Regarding the latter—where might I get more ketamine, cheaply, legally, and fast—that’s a different story. While ketamine clinics have been popping up all over the U.S., the cost is still prohibitive (between $400 and $2000 per infusion, depending on the dosage and time) and not covered (surprise surprise!) by insurance. And while ketamine was approved in 1970 as an anesthetic, using it for any other purpose is still considered off-label. Meaning, doctors can legally prescribe it for depression, PTSD, eating disorders, OCD, postpartum depression, bipolar disorder, and now tinnitus, but its use is not officially approved by the Food and Drug Administration for these conditions, despite ample and long-standing evidence of its efficacy for the relief of many of them.
The only way to move the needle forward on ketamine therapy, in other words, is more proof. More studies. More clinical trial subjects like me, clicking on Instagram ads fed to them by algorithms primed by desperate google searches (“How to get rid of my tinnitus,” “Treatment for tinnitus,” “Cure for tinnitus,” “Will I ever hear silence again,” “Fuck this shit”), who show up in various labs across the U.S. and then shout into the void, “Eureka!

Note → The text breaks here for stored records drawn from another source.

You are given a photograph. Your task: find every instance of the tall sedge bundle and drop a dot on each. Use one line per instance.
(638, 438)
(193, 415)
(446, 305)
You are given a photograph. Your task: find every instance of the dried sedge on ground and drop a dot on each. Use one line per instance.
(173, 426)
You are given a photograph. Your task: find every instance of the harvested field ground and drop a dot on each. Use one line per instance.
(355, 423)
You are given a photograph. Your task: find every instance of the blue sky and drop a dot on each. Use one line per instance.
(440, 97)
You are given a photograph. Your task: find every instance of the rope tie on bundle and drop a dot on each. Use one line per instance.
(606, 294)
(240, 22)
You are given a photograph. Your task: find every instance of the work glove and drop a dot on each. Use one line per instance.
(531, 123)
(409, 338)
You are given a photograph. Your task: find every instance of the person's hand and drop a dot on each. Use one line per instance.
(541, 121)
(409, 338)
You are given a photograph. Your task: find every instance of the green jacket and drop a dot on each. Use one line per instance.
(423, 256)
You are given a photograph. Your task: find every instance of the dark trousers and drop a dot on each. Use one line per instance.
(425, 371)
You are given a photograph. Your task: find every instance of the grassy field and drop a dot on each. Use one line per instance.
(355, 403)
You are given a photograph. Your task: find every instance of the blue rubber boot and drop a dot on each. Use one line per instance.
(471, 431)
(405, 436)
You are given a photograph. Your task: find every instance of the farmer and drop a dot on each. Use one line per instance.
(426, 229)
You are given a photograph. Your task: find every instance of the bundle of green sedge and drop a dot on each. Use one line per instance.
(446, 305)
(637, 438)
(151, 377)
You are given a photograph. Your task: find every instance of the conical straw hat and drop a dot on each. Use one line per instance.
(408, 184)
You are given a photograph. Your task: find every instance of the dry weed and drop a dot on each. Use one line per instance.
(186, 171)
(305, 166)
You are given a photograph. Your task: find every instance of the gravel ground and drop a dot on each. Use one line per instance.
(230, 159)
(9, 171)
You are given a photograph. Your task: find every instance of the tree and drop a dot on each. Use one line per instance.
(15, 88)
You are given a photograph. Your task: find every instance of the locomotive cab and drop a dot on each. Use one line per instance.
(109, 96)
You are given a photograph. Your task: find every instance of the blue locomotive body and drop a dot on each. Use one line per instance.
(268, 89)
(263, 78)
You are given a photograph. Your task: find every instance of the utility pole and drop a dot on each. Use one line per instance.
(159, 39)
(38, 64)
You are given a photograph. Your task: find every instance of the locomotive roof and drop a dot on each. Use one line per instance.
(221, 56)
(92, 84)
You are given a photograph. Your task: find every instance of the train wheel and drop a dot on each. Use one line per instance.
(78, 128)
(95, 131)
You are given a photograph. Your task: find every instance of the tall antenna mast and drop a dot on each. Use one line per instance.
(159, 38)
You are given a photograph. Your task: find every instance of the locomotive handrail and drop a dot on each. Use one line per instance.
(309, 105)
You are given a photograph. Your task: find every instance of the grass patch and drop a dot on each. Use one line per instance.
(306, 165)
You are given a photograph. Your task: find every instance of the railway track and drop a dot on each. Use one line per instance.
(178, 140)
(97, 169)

Ketamine works! This matters!”
To that end, this is my shouting into the void. If you are a woman in the New York City metropolitan area reading this, and you have tinnitus, and you are interested in being part of Dr. Martinez’s study, please contact her team at (646) 774-7654 or email Alex.Grassetti@nyspi.columbia.edu. She—and I, and everyone else suffering from tinnitus—would greatly appreciate it.
I have annoying tinnitus but I am a bit afraid of feeling claustrophobic over 90 minutes. Gary about the hormones. My mother and her friends all stayed their young weights and shapes from HRT. My friends and I blobbed and felt crummy.
Thanks for writing this, Deborah. As an advocate for people with hearing loss and someone who has hearing loss herself, I know a lot of people with disabling tinnitus. It can be a really distressing condition and there are no quick fixes. Good news about this study and I hope for the best. I’ve shared it with some of my followers and fellow members of the Hearing Loss Association of America of America. I’m president of our New York City chapter.